If everyone who was addicted to games spent six hours in front of the TV every night, what would we call them? Right: normal.
I don’t play many games anymore, because I simply don’t have the time. But I know the allure. If I play a game more than half an hour these days, my wrists ache from decades of keyboard abuse. In college I got sucked into Space Invaders, and fed endless quarters into the machine, looking for the singular ping that lit up your brain when you nailed that last speeding pixel-splat a second before he overran your position. Then came Pac-Man and Asteroids and Donkey Kong and the rest of the 80 faves – crude graphics, bleep-boop sound, and gameplay that was always described as “addictive.” Well, in the sense that you wanted more, perhaps. But we quit when the money ran out. We always found something else to do.

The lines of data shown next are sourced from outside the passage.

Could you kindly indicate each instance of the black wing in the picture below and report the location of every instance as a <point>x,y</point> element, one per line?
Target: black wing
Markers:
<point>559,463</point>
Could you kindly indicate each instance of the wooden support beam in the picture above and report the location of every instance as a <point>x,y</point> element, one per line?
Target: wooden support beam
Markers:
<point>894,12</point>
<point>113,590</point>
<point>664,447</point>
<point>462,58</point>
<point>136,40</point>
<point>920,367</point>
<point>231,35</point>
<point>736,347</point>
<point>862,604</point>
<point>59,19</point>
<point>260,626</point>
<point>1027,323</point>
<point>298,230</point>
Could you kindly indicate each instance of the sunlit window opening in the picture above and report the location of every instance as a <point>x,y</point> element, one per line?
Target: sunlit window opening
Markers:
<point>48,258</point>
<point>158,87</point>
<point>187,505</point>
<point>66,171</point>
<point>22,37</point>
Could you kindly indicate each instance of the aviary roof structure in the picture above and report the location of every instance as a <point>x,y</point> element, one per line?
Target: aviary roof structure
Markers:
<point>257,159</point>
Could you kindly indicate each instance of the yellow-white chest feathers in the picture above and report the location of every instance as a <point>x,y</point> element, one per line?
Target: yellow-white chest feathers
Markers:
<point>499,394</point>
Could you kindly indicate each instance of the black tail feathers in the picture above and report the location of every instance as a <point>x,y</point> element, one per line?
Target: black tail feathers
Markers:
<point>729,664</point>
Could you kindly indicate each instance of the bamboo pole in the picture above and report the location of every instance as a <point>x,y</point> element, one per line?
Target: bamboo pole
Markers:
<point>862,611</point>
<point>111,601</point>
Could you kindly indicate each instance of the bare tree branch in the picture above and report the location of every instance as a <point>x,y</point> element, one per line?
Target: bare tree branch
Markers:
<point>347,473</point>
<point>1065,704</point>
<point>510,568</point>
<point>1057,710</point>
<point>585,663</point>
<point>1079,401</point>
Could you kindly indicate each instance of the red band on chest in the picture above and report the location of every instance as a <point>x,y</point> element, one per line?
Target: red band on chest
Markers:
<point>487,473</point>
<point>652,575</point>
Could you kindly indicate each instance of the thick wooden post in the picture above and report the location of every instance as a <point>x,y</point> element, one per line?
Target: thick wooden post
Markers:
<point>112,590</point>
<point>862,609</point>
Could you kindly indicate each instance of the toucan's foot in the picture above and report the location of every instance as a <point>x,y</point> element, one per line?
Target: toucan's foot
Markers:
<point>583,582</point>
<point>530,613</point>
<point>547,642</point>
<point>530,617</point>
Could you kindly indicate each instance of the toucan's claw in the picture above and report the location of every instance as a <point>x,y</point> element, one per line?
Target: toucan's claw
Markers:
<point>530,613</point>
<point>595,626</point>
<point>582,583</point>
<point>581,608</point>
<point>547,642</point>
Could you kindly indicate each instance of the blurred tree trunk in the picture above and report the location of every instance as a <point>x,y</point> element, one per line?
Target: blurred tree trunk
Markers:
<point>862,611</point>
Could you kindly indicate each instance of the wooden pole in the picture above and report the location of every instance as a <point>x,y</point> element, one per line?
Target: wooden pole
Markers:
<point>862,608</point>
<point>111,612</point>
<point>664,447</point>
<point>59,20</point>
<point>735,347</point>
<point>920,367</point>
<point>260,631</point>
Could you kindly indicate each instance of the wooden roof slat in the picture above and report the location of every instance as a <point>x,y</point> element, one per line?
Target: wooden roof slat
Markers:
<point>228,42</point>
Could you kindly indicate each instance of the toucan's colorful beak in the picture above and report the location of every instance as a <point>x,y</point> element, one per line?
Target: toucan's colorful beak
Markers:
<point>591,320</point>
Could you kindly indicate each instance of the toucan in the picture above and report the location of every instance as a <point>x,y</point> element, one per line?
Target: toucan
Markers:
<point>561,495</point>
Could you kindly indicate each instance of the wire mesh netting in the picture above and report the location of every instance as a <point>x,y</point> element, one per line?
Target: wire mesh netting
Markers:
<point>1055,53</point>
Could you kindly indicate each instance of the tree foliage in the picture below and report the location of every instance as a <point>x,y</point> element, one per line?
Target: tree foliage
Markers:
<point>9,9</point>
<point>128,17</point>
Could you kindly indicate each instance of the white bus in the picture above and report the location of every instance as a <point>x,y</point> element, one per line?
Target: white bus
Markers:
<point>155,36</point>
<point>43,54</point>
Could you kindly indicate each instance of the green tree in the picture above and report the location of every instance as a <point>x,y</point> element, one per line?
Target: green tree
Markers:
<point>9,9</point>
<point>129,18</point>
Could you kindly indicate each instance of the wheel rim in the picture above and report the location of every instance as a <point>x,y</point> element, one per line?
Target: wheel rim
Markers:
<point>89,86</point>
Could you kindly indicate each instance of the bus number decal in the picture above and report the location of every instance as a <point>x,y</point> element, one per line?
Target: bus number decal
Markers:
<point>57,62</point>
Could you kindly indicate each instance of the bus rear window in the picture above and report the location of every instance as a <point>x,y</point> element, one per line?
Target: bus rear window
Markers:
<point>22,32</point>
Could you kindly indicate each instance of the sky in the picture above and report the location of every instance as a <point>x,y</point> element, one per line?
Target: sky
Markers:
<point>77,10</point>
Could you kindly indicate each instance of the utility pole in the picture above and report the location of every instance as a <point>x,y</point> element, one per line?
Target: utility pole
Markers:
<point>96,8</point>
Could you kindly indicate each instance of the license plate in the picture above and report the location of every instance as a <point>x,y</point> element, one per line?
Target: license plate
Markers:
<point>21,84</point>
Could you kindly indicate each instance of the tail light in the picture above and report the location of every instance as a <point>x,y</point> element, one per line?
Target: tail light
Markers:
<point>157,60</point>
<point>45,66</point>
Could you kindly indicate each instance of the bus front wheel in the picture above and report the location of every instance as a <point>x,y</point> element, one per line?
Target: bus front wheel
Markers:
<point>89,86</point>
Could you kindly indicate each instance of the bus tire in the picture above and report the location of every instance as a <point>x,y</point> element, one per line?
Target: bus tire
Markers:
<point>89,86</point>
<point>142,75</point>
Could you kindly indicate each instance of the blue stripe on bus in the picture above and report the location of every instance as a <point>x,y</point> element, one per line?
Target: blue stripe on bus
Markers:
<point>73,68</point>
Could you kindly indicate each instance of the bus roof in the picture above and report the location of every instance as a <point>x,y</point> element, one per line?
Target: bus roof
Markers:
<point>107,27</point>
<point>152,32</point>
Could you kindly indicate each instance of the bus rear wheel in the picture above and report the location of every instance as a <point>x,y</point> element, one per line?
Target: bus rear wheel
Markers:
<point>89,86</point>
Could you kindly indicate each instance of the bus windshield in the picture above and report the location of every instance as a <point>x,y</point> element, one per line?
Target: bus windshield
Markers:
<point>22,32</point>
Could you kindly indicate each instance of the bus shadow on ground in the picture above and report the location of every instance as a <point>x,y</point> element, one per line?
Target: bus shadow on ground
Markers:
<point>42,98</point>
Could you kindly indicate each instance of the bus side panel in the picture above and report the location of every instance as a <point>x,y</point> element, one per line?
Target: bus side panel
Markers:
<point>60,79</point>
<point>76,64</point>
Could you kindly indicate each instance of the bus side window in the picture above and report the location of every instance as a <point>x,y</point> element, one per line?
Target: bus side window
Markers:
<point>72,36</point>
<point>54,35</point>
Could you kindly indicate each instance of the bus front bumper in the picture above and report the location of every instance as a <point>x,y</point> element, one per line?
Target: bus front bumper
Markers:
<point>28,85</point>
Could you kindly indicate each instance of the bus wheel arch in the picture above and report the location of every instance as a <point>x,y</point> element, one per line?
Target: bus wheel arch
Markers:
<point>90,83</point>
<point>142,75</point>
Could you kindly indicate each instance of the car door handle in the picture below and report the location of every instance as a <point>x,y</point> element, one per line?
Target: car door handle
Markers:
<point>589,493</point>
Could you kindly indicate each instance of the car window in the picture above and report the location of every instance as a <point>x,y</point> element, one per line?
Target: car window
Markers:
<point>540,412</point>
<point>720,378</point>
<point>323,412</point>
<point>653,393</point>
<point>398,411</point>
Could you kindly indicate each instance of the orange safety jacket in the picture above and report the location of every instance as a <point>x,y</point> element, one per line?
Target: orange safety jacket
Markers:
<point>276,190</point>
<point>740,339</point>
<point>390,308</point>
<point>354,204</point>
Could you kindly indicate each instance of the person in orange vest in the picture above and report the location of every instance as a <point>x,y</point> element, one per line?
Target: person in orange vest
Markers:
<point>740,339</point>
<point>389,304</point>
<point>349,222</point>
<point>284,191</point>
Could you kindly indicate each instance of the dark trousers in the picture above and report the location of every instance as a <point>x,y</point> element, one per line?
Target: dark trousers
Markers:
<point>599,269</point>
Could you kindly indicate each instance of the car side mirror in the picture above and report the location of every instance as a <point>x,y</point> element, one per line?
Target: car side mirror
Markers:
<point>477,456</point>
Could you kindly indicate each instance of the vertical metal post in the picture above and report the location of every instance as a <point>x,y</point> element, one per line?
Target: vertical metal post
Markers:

Every kid has a misfit stage, unless they’re a pearly-toothed Class President type. Every kid spends some time in a fantasy world. In the 50s they worried terribly about comic books, and the effect they had on tender minds; kids were getting hooked on the gore and horror. It’s always something. The difference today: we develop names and syndromes and diagnoses, which somehow makes basic human behavior seem like a mechanism we can fine-tune back to perfection. If you play too many video games, you may be avoiding life and indulging yourself, right? Well, that sounds sounds harsh. Better, perhaps, to call it a disorder. That we can fix.
Internet addiction is the next pathology, no doubt. China has begun to face the problem already; supplicants get electric shocks and brain-secretion-balancing IV drips. That’s one way to cure it. Walking the dog is another.